Two school boards in Central Florida were faced with a similar dilemma this fall — either approve a charter school application that board members felt was lacking, or face a fight with the state.

Seminole County embraced the fight, filing suit against the state Board of Education and rejecting the applicant, a school that would be managed by Charter Schools USA.

Orange County, by contrast, grudgingly accept an application backed by charter management company Academica after being told by their lawyers that they had little chance to win an expected appeal by the company.

Both Seminole and Polk county schools filed suit in Leon County earlier this month, asking a judge to clarify parts of an untested new law that allows "high-performing charter school systems" to replicate their programs in other school districts.

The legislation, which was embraced by Florida-based charter management companies such as Academica and Charter Schools USA, gives local school boards minimal rights to reject such applications, then gives the rejected schools access to a special appeal process.

"It totally takes away the board's absolute authority to decide who opens a school in the district," said Darvin Boothe, who lobbied the Legislature against the new law on behalf of Seminole schools.

Seminole's suit contends that the law doesn't define what it means to "substantially replicate" a school. In that county's case, the application says the new K-8 school would be a copy of an A-rated middle school, North Broward Academy of Excellence Middle School.

The Broward County school has 345 students in grades 6 to 8, while the application for Renaissance Charter at Seminole would have 1,415 students in kindergarten to grade 8.

Ned Julian, the Seminole board attorney, said the law's language is too vague to stand up in court.

At the September meeting where the Seminole board rejected Renaissance, board members criticized the application for setting academic goals below what traditional Seminole schools achieve. The staff evaluation of the school also cited the application for inadequate financial plans and unrealistic enrollment projections.

In Orange County last week, the school board at first rejected an application to open an elementary school called Pinecrest Creek Academy, by a 4-3 vote. The school would be a replication of an A-rated Miami-Dade elementary school called Pinecrest Academy South Campus.

Several board members were concerned that the new school would have the same management as the struggling Pinecrest Preparatory Charter School in Orange County, which had some of the lowest third-grade reading scores in the state this spring and has failed to meet enrollment projections. The school has not been graded.

"State law be damned, I'm not going to vote to add another school to a charter that very well may be in distress," board chairman Bill Sublette said before the vote.

But after school board attorney Woody Rodriguez said each board member would need to provide specifics about why they rejected the Pinecrest Creek application so he could prepare an appeal, the board had second thoughts.

"Do you feel this is a waste of our time?" board member Nancy Robbinson asked.

"In my opinion, we lose," responded John Palmerini, another school board attorney. Christopher Bernier, who oversees charter schools, said state law "provides no means" to address board members' concerns about the application.

On a second vote the same night, the board approved the application 5-2. Board member Christine Moore said that the record of Charter Schools USA overall is strong, even if the local Pinecrest school hasn't proven itself.

The Seminole suit, filed by Tallahassee attorney Harry O. Thomas, also questions the part of the law that gives local school boards little role in the appeal process.
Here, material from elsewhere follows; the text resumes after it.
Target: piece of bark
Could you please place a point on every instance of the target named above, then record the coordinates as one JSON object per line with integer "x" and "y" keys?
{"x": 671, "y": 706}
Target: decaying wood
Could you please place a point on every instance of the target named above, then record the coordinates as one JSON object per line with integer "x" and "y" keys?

That new appeal process will apply only to the schools in Seminole and Polk, as well as one in Brevard, this year.

Fifteen other rejected charter applications, including three in Orange and one in Volusia, will follow the old appeal process, which gives local school boards more say.

A representative from Charter Schools USA said four other replication applications in Florida have been accepted — two in Palm Beach County and one each in Pasco and Leon counties.

The first hearing on the Seminole case is set for Jan. 4. The state board handling charter appeals plans to meet to hear cases about three weeks later.